Hacker Gets Prison For Launching DDoS Attacks On EA, Sony, And Steam
A 23-year-old male from Utah was punished to prison this week for 27 Months for a series of DDoS assaults that took down online gaming platform suppliers such as Valve’s Steam, Sony’s PlayStation Network, EA, Microsoft’s Xbox, Nintendo, Riot Games, DOTA2, Quake Live, and League of Legends servers, together with many others.
Online known as DerpTrolling, Austin Thompson is the first attacker who began a trend amongst other hacking crews and hackers. The crews were known for launching DDoS assaults against gaming suppliers at the time of Christmas, which they later vindicated employing ridiculous factors such as “to make users spend time with their loved ones,” “to spoil everybody’s holiday,” or “for the lulz.”

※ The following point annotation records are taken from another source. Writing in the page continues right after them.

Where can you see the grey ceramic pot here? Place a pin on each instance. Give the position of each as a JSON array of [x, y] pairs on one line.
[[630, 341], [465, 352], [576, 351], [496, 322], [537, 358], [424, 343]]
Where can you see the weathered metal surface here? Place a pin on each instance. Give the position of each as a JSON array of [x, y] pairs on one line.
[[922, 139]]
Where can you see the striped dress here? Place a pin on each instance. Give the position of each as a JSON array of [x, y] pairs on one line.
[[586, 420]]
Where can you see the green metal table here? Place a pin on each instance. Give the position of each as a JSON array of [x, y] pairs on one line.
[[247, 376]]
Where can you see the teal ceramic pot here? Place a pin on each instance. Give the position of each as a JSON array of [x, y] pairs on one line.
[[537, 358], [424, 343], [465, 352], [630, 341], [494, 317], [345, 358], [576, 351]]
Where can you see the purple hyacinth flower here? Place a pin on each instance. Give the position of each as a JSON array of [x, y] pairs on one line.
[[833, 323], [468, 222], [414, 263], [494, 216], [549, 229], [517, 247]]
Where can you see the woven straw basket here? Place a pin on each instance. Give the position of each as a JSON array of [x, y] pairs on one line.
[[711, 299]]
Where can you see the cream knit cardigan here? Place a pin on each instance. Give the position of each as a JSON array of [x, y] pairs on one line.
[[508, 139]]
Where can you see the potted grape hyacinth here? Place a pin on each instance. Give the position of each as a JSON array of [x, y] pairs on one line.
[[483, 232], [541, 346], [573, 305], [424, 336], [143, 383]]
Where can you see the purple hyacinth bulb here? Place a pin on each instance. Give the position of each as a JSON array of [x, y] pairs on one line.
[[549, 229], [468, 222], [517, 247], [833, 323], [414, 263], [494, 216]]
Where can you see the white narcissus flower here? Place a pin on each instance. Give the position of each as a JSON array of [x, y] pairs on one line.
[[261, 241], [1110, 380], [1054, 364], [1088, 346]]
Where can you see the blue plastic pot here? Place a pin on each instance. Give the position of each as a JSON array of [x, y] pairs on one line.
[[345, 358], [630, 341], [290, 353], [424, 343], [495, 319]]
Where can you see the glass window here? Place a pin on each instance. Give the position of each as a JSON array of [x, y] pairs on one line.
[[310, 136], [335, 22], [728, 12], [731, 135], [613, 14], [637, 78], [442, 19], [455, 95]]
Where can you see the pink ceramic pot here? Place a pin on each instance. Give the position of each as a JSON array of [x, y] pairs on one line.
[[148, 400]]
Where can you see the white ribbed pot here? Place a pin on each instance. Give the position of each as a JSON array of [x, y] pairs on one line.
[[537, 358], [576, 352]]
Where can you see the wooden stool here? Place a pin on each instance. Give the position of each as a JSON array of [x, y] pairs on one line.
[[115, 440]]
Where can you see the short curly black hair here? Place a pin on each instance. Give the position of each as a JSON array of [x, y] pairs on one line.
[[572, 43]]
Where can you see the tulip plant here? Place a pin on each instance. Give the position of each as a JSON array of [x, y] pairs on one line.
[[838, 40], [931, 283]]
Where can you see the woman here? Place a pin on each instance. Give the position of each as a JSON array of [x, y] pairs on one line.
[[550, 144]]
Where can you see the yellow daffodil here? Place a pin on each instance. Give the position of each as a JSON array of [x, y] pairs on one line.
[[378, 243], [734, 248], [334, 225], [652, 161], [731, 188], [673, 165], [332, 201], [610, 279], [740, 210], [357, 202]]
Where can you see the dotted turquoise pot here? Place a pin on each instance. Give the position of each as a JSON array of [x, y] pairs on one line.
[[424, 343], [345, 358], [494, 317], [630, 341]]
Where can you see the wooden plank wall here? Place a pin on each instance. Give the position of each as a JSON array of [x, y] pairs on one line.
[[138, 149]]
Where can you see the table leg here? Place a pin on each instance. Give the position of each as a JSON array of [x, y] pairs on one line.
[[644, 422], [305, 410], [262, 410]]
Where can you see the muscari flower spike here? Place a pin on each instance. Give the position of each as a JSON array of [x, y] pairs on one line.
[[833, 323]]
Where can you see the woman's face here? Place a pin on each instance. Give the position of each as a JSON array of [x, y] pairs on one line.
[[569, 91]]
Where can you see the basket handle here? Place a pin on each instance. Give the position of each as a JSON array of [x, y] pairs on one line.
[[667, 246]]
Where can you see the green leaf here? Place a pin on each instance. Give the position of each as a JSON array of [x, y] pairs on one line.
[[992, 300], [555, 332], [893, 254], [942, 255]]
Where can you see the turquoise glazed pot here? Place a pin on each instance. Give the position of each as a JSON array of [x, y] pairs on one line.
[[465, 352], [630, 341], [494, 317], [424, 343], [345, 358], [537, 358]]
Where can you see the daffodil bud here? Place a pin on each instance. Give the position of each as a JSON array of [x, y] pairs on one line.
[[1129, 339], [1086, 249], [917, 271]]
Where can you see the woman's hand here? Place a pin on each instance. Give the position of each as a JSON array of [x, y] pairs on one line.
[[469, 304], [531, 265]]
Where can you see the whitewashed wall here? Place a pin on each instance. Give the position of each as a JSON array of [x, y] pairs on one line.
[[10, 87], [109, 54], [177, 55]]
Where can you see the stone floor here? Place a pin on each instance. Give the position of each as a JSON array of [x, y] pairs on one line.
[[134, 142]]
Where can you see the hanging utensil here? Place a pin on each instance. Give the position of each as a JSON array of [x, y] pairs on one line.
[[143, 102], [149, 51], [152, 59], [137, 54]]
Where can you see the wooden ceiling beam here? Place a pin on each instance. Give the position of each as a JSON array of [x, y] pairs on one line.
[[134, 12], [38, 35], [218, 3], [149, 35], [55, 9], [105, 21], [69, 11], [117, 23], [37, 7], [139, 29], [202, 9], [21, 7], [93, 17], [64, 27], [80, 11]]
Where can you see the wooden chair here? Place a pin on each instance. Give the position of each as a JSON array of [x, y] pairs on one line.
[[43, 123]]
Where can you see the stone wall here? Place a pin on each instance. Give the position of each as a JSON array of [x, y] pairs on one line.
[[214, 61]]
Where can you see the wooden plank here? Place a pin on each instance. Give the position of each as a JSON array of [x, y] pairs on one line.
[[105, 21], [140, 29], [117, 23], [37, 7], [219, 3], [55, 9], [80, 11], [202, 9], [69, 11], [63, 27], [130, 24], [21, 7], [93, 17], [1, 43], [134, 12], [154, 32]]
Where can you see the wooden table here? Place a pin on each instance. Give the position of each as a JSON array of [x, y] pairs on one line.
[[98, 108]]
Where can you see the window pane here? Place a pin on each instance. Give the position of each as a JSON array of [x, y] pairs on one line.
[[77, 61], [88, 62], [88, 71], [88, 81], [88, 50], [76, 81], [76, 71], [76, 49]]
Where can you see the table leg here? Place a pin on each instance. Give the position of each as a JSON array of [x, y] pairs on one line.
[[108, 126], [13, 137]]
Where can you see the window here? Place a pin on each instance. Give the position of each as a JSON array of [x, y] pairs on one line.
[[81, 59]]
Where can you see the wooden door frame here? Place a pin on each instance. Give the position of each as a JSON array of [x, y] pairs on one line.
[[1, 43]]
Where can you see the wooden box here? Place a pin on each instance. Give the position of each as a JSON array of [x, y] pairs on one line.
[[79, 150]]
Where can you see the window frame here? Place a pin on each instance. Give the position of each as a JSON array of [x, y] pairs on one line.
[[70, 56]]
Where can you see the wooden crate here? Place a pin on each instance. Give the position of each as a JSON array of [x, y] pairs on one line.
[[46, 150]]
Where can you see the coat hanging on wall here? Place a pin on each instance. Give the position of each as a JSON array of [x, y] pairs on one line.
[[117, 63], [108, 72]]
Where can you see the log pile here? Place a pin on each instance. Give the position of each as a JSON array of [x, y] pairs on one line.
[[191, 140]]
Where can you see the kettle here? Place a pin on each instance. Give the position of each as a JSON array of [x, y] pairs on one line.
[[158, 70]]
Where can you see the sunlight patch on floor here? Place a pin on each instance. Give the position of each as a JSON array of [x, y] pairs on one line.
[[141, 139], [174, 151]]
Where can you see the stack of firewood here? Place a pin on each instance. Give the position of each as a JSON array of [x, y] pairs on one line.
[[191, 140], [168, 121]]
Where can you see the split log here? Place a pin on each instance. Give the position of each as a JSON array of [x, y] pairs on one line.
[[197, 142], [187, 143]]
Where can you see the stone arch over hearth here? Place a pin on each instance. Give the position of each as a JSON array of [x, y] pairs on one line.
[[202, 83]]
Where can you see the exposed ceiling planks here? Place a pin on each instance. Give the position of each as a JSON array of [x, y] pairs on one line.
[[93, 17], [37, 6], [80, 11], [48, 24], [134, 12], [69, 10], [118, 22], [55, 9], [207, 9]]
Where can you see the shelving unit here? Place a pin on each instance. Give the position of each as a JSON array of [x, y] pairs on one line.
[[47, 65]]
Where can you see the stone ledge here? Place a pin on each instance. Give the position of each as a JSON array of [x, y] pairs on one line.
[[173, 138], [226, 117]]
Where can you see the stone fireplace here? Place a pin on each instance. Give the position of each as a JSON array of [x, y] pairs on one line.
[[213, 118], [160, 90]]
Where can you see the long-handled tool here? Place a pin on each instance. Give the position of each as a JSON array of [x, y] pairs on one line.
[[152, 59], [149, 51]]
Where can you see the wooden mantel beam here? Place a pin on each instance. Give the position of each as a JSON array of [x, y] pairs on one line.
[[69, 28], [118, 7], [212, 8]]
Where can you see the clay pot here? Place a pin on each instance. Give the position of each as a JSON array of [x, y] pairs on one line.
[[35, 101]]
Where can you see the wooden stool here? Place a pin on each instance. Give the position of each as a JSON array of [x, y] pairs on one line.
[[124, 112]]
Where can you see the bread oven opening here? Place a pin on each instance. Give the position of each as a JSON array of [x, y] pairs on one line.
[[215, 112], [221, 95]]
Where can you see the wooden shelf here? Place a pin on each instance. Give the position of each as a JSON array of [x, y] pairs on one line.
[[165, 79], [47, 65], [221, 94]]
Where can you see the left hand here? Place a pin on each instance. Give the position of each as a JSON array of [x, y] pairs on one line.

The attacker’s DDoS assaults were very successful in 2013 when most firms did not employ solid DDoS mitigation platforms.
During that time, Thompson employed Twitter account @DerpTrolling to declared assaults and take requests for services consumers needed him to take down.
While the attacker had been live from 2011, his most well-known stretch of attacks was from December 2013 to January 2014, when most of his prestigious DDoS assaults happened, before the account becoming inactive.
The assaults led many online gaming platforms to go offline, and after viewing success of DerpTrolling and the media coverage the attacker received, many other hacking groups followed the series in following years.
On a related note, European political agencies can now get protection for free from Internet flooding assaults from the cybersecurity incubator of Google, Jigsaw. European providers for the first time will be capable to employ Project Shield, a software that assist guard political operations as well as websites from being taken affected by a DDoS attack. The tech was earlier only provided in the US to campaigns. The primary motive of Project Shield is to guarantee no one can hack a site that may have a forth coming election’s essential data.